Global reinsurance company Swiss Re has estimated that 2022 saw $125 billion of insured natural catastrophe losses, which the company explains was a story of rising property exposure, rather than extreme events.
The $125 billion of insured catastrophe losses covered a portion of the $275 billion of economic losses these natural disaster and severe weather events caused, the reinsurer explained this morning.
But it was economic growth and the accumulation of property assets in exposed areas, that were the main drivers of loss in 2022, aggravated by exceptional inflation pressure, Swiss Re said.
2022 was the second consecutive year in which insured losses from natural catastrophes exceeded the US $100 billion mark, which Swiss Re says “affirms the trend of a 5 – 7% average annual increase in insured losses over the past three decades.”
Martin Bertogg, Head of Catastrophe Perils at Swiss Re commented, “The magnitude of losses in 2022 is not a story of exceptional natural hazards, but rather a picture of growing property exposure, accentuated by exceptional inflation.
“While inflation may subside, increasing value concentration in areas vulnerable to natural catastrophes remains a key driver for increasing losses. For our industry this is a call both to reflect the latest exposure even more carefully in risk assessments while continuing to support society in being better prepared.”
Inflation has surged in the last two years, averaging 7% in advanced economies and 9% in emerging economies in 2022, Swiss Re said.
The nominal value of buildings, vehicles and other insurable assets have been inflated as a result, pushing up insurance claims for damage caused by natural catastrophes.
“The economic storm is not over, and interest rates will likely have to increase further given existing inflation pressure. This means higher financing costs and, as a result, capacity providers are likely to remain more cautious in deploying capital for a number of reasons, including risk assessment and loss experience. In our view, as higher exposures encounter shrinking risk appetite, momentum for rising prices, higher retentions and tighter terms and conditions will likely continue,” Jérôme Jean Haegeli, Swiss Re’s Group Chief Economist said.
Hurricane Ian was the largest loss, at an estimated US $50 billion to US $65 billion. That’s quite a wide range for Swiss Re to estimate an event at, as typically reinsurers estimate cat losses much narrower than that, this far after the event.

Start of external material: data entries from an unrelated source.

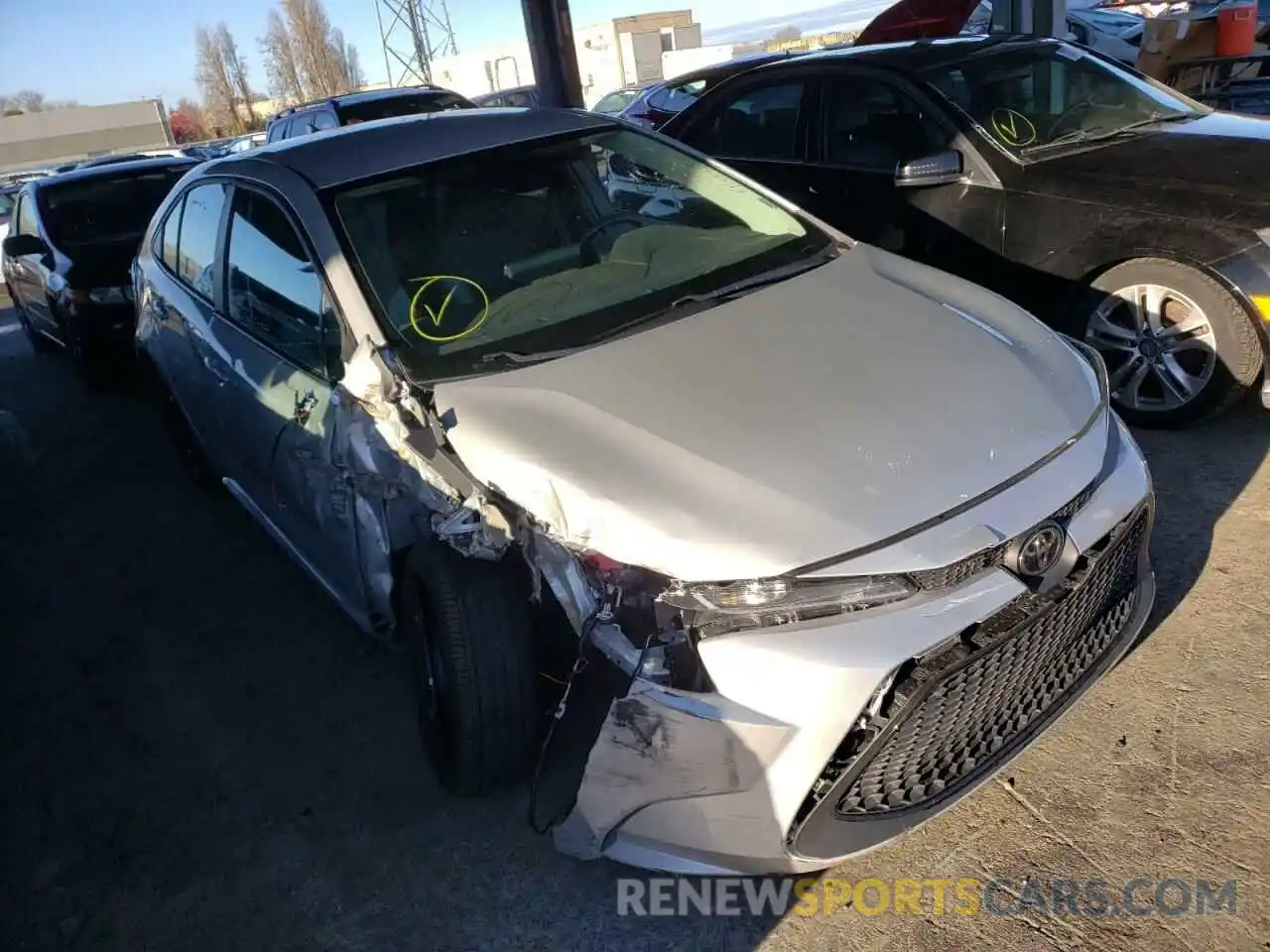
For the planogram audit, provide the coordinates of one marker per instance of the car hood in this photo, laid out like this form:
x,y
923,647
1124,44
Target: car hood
x,y
1171,171
102,264
799,421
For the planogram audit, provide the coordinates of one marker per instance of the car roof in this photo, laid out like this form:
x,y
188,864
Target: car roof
x,y
113,169
370,95
726,66
352,153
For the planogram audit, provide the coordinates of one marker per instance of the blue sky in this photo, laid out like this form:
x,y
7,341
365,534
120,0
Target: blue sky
x,y
103,51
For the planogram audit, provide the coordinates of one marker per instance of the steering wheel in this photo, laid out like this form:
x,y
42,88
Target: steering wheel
x,y
588,245
1057,127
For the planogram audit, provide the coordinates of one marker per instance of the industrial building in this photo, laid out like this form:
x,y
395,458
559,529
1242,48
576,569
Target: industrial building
x,y
81,132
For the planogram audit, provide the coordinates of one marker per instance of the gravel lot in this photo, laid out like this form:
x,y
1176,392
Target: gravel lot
x,y
198,753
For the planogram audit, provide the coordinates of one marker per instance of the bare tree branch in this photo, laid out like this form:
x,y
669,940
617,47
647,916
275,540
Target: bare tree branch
x,y
216,84
278,55
27,100
312,41
235,67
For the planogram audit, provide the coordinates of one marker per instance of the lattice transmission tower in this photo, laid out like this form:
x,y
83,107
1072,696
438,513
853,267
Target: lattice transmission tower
x,y
414,33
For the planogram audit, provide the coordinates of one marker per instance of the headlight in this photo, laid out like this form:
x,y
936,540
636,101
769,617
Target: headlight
x,y
1096,368
717,608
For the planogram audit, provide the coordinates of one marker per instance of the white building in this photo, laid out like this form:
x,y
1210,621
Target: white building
x,y
611,55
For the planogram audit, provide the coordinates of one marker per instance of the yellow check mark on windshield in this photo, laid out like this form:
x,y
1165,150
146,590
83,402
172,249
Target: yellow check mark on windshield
x,y
439,316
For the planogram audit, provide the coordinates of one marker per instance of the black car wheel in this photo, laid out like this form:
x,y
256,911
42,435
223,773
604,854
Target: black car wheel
x,y
466,627
1180,348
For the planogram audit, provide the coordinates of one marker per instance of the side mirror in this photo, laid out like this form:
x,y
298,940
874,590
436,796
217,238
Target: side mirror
x,y
22,245
933,171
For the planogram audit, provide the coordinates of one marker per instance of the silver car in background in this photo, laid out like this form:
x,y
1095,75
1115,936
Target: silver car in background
x,y
817,537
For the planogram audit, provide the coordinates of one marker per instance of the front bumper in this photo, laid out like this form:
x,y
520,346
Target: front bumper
x,y
826,739
1247,276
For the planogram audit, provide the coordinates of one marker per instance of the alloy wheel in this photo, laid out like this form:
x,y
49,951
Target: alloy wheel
x,y
1159,344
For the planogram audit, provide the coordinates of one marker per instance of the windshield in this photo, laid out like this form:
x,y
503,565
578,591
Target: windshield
x,y
556,244
104,208
1033,96
615,102
389,107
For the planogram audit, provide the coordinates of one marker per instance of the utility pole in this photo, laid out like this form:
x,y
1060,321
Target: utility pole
x,y
413,33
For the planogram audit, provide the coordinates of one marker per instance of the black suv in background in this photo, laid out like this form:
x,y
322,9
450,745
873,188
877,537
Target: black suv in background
x,y
67,255
361,107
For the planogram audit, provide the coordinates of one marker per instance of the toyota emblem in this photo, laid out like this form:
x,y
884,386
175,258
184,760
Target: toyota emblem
x,y
1040,549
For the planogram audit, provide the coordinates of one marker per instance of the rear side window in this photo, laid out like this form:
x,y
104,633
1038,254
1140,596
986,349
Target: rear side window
x,y
171,235
675,99
275,293
758,123
26,221
199,226
402,105
104,208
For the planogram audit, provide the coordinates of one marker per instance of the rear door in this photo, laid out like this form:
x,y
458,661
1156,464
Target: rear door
x,y
870,123
758,125
181,298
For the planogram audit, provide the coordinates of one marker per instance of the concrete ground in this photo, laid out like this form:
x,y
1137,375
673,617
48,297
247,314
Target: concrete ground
x,y
198,753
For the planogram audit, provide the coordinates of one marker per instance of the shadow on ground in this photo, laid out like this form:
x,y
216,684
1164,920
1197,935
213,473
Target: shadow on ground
x,y
200,754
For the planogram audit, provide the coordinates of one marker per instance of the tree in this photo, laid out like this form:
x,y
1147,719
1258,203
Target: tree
x,y
187,122
27,100
214,82
348,61
235,68
278,55
312,41
353,67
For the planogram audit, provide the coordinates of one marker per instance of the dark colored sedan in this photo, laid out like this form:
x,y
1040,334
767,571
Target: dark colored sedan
x,y
1107,204
659,102
71,241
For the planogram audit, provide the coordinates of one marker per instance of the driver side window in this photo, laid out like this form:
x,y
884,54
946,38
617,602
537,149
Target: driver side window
x,y
870,123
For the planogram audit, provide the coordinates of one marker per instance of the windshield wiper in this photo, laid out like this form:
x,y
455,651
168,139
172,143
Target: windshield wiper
x,y
1102,134
695,301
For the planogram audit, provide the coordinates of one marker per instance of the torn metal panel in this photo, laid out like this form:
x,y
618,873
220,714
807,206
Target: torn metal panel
x,y
663,744
563,572
397,498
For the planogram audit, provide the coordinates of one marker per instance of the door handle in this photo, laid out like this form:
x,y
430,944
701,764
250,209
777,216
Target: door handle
x,y
216,370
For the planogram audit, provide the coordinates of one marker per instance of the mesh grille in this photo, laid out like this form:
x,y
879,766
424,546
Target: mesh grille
x,y
951,575
970,711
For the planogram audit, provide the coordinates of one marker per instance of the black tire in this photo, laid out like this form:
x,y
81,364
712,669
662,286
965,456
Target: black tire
x,y
91,366
466,627
39,341
1238,348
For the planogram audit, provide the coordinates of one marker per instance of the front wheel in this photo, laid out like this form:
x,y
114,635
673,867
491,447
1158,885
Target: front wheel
x,y
467,630
39,341
1180,348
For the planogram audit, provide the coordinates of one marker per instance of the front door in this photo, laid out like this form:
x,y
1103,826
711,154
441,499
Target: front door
x,y
278,402
761,130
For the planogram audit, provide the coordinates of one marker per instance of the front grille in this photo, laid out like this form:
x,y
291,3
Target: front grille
x,y
949,575
976,702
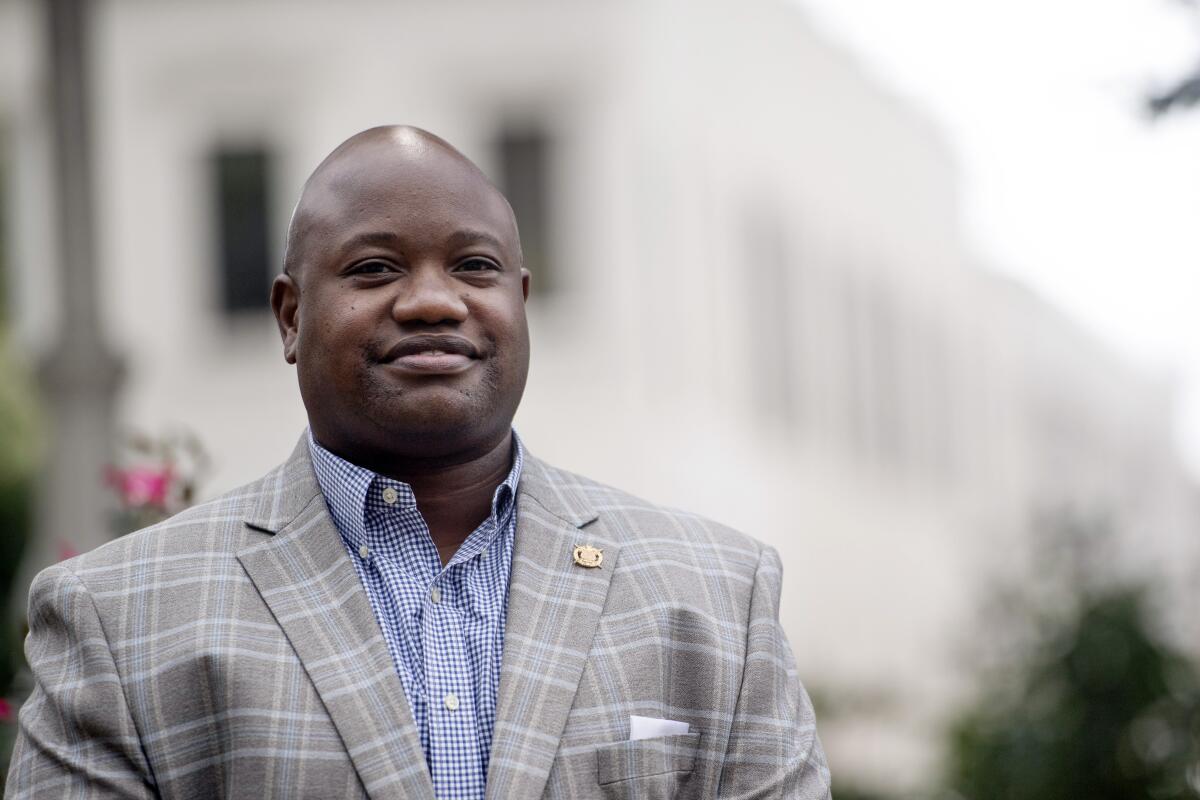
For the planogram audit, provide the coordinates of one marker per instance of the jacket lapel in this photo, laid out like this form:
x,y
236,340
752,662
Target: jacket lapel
x,y
305,576
553,608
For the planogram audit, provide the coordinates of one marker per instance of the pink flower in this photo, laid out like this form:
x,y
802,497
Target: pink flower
x,y
142,486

Which reflects the fact there is still uncertainty in precisely where the industry loss from hurricane Ian settles, and there could be room for loss creep as a result.
As you can see in the table above, there were US $9 billion of man-made insured losses in 2022 as well, taking the disaster loss total to $130 billion for the global re/insurance industry.
At $125 billion, 2022’s natural catastrophe insured losses were higher than 2021 $121 billion, and far higher than the 10-year average of $81 billion.
Just earlier this week we reported that Swiss Re has said property insurance claims costs are rising faster than rates, with inflation the key driver.
Along with the fact inflation is driving natural catastrophe claims higher, these factors will help to sustain the impetus for higher reinsurance pricing as well.